John Stewart, Vice President kojoX™ Strategy, Head of Global Process Development, Fujifilm Biotechnologies
The COVID-19 pandemic highlighted the critical need for resilient and adaptable manufacturing strategies in the biopharmaceutical industry. Key learnings include the importance of domestic onshoring, robust supply chains, and the ability to rapidly scale up production in response to emerging health crises. These vulnerabilities in biopharmaceutical manufacturing, now heightened by geopolitical uncertainty, require a new approach to ensure continuity of supply for medicines. Contract development manufacturing organizations (CDMOs) play a critical role, as a vital partner to pharma, in bridging the gap from clinical to commercialization phase.
CDMOs excel at scaling production, expediting the delivery of medications to the public quickly and safely. At FUJIFILM Biotechnologies, we are building the industry's largest interconnected network of biomanufacturing facilities, revolutionizing how complex medicines are developed and produced at scale. Our kojoX™ operational philosophy — a first-of-its-kind modular approach with standardized equipment, processes, and procedures across sites — bolsters supply chain resilience. This results in faster timelines, smoother tech transfers, and most importantly, the trust that comes from collaborating with the same production partner throughout the lifecycle of a drug. Our pharmaceutical partners can then focus on innovation and development rather than building significant internal production capacity and expertise.
Emily Schirmer, Ph.D., General Manager, Catalent Biologics
The significant manufacturing hurdles that biopharma faces can often serve as catalysts for innovation. The complexity of certain biologics, such as monoclonal antibodies and recombinant proteins, together with the variability in expression, purification, and stability, drives us to enhance efficiency, strengthen control strategies, and accelerate the timeline from lab to commercial production, all without compromising quality.

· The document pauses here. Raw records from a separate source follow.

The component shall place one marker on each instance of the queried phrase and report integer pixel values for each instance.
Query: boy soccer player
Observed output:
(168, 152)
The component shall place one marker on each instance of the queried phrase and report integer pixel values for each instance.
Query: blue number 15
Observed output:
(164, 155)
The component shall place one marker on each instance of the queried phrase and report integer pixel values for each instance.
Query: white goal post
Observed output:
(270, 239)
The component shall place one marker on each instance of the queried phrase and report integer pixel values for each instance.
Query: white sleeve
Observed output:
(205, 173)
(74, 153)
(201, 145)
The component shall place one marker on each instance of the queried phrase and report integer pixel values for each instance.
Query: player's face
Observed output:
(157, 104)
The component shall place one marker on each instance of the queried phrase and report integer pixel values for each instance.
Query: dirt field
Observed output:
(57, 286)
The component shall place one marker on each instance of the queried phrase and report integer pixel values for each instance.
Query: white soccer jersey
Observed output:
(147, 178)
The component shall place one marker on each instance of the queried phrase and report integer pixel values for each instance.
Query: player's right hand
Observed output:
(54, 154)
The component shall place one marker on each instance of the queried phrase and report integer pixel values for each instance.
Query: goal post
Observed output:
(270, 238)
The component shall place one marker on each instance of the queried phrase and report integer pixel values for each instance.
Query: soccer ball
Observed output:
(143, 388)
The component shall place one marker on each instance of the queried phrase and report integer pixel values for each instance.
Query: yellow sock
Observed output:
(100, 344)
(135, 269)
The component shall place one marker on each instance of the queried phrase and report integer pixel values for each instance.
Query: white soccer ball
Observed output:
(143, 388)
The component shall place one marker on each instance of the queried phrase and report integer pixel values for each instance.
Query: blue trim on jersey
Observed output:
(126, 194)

A structured, practical approach to process development is essential for overcoming these hurdles. Using high-yield, stable CHO cell lines built through targeted gene insertion helps drive consistency from the start. Strategies like N-1 perfusion can boost viable cell density and reduce production time. On the downstream side, process intensification must keep pace. Traditional purification methods often become bottlenecks when upstream titers increase. Adopting technologies such as multi-column chromatography increases throughput and resin efficiency while reducing buffer use and facility footprint.
Real-time monitoring and process analytical technology (PAT) tools enhance control and help identify issues early. Flexible, single-use systems and modular infrastructure allow faster transitions from clinical to commercial. Embedding regulatory expertise throughout development supports smoother global filings.
Catalent approaches these challenges with collaboration and focus. We work closely with our partners to apply the right tools and insights, moving programs forward without compromising quality or speed to clinic.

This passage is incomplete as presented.